DsaTest.testModifiedSignatures doesn't report errors

[bbc2]

DsaTest.testModifiedSignatures calls testVectors (source) with isValidDER: false and isValidBER: true. In such a case, errors++ will only be called if verifier.verify raises an exception different from SignatureException. As a result, non-DER signatures that are accepted by the provider (Sun or BouncyCastle) are not reported by this Wycheproof test.

For instance, the last signature in MODIFIED_SIGNATURES (source) seems to still be accepted as valid by the Sun provider on Java 1.8.0u162.

Can you confirm this? It looks like the if-else structure in testVectors (source) could be extended to account for those non-DER signatures that are accepted and verified by the provider.

[thaidn]

Thanks for your bug report.

Below is a reply from bleichen who can't access GitHub for now.

The signature that is accepted by the SUN provider is a legacy signature.
The provider is deliberately accepting the signature to be compatible with
some legacy implementation that formatted DSA signatures incorrectly.
I don't know what this legacy implementation is or whether it is still in use.
Since it is possible to generate a valid signature from the invalid one
by fixing the ASN format this does not introduce a vulnerability.

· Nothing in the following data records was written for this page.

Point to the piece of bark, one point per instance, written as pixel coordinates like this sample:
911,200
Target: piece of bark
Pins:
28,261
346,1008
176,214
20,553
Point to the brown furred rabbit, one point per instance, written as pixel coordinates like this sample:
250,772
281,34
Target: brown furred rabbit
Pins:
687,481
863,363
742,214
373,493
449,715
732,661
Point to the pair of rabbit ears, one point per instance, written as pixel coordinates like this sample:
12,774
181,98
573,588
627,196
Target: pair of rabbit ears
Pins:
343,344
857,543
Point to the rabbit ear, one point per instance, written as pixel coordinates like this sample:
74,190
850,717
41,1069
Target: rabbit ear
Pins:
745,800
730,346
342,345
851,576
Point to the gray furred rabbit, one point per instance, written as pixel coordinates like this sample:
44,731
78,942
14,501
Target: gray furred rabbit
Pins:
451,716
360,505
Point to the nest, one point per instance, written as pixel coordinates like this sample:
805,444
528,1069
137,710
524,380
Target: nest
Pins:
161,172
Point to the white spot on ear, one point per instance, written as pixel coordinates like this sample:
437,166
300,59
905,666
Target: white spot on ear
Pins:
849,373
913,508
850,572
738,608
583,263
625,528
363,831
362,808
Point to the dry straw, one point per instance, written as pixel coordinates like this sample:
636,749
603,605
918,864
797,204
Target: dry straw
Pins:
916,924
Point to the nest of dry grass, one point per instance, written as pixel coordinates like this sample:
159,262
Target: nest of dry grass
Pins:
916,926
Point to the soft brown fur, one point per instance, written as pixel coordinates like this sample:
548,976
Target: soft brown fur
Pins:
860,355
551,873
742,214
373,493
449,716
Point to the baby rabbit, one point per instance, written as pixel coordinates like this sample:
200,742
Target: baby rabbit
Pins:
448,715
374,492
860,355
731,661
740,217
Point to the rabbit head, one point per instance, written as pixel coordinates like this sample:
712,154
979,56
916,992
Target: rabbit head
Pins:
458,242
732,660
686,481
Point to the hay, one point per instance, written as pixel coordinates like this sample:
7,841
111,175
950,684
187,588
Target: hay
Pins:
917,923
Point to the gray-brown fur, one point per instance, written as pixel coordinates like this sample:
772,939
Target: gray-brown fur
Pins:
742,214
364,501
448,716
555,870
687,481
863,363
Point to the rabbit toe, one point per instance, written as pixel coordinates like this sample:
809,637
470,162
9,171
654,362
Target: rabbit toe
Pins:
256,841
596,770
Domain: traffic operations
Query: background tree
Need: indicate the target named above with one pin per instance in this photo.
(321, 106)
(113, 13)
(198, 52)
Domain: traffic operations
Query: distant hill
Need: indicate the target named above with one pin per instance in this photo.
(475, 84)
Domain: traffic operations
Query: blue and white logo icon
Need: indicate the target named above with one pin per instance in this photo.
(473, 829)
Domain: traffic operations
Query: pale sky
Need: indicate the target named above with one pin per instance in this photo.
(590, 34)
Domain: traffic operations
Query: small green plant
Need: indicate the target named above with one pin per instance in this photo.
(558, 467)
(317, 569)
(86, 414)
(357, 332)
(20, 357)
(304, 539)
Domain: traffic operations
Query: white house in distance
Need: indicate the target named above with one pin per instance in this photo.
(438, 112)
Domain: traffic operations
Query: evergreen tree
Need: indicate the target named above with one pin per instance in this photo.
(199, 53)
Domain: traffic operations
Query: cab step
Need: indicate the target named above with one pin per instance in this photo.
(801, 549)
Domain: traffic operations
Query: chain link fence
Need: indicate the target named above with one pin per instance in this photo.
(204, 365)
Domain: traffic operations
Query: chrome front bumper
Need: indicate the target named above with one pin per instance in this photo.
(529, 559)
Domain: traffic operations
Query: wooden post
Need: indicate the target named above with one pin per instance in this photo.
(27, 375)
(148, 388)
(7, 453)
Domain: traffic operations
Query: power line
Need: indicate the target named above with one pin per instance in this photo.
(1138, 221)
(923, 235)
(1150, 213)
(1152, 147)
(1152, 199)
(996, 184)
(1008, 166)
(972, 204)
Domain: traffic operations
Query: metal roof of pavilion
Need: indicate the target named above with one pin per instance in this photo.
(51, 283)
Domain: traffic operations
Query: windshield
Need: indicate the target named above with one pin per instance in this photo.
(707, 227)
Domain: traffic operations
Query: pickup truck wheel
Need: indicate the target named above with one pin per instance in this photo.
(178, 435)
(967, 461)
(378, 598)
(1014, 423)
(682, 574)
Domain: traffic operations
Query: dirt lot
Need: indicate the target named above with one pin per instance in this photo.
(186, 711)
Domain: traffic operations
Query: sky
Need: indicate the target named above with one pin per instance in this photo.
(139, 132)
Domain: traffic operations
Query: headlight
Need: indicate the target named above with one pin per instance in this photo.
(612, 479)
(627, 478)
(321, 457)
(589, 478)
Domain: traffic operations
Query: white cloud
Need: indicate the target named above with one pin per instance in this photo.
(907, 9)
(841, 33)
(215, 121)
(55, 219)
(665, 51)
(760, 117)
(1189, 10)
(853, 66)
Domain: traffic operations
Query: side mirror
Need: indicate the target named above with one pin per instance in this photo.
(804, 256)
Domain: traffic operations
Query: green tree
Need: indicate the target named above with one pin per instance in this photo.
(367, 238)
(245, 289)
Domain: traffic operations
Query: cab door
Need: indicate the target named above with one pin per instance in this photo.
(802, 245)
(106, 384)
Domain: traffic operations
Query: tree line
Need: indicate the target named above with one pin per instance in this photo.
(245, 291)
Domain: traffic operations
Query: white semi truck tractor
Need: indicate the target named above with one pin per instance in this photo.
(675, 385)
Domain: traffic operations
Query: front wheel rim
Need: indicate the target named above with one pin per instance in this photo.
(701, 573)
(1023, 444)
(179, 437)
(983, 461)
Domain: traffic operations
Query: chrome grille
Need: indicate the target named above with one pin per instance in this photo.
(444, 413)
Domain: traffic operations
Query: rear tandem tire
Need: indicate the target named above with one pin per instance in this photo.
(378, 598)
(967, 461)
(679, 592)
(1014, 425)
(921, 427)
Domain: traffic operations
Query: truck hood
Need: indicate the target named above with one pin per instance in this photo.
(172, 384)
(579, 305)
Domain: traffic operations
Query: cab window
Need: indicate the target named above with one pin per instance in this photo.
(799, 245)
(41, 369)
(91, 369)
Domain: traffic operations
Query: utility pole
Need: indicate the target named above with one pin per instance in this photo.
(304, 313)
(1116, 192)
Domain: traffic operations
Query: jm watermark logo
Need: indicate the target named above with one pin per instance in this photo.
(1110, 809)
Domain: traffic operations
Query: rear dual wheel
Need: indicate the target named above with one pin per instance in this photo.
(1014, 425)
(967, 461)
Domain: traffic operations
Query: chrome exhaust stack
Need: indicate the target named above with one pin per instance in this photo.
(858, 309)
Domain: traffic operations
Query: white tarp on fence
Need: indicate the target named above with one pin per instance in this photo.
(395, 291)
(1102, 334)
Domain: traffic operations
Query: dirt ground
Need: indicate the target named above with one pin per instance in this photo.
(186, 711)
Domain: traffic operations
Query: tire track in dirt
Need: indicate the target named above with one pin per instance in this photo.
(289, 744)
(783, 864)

We are currently working on switching the tests to a new version that
is using a JSON file for the test vectors. Each test vector has a status
that is either "valid", "invalid" or "acceptable". The expectation is that
a library accepts all signatures that are marked as "valid", rejects
all signatures marked as "invalid" and is free to accept or reject
signatures marked as "acceptable". The signature discussed above
is marked as "acceptable".

BTW, it still makes sense to test vectors marked as "acceptable", because
they should of course not crash an implementation. For Java implementations
we additionally expect for example that verify either returns a boolean or
throws a SignatureException. E.g., so that other exceptions are a clear sign
that there is a bug in the code or configuration.

[bleichen]

Sorry for the late reply.

It is probably possible to do some stricter checking now. When I wrote the first tests there
were too many libraries that did not care about ASN parsing, and so BER vs DER issues
had to be ignored just so that the bugs did not pass unnoticed.
I'm also working on documenting the test vectors better, so that it should be at least
possible to ignore test vectors for those cases where an implementer disagrees.

[bbc2]

Thanks for the explanation. That makes sense so I think the issue is solved for me. It would still be useful if, in the future, those accepted modified signatures could optionally be reported (like for avoiding malleability issues) but the tests are already very useful as they are.

[bleichen]

We are working on such a scheme. Though the details are still sketchy. The test vectors will be generally in JSON format, since that makes it easier to use them for other languages than just Java. These test vectors include comments and additionally a list of flags. There will be flags for BER encodings that are not DER or signature malleability. If it is easy enough to silence flaws that are not exploitable then it might also be possible to set stricter defaults.

…

On Wed, Mar 7, 2018 at 9:29 PM, Bertrand Bonnefoy-Claudet < ***@***.***> wrote: Thanks for the explanation. That makes sense so I think the issue is solved for me. It would still be useful if, in the future, those accepted modified signatures could optionally be reported (like for avoiding malleability issues) but the tests are already very useful as they are. — You are receiving this because you commented. Reply to this email directly, view it on GitHub <#44 (comment)>, or mute the thread <https://github.com/notifications/unsubscribe-auth/AYx_3r0CLt96RiQhapWnKz4NVU8za-2Lks5tcEMUgaJpZM4SCIH1> .

[thaidn]

@bbc2 check out the flags in https://github.com/google/wycheproof/blob/master/testvectors/ecdsa_secp256r1_sha256_test.json and other JSON files.

There might be future changes, but I guess this should enough if you want to skip certain malleability tests.

Please reopen if you have any further comments or questions.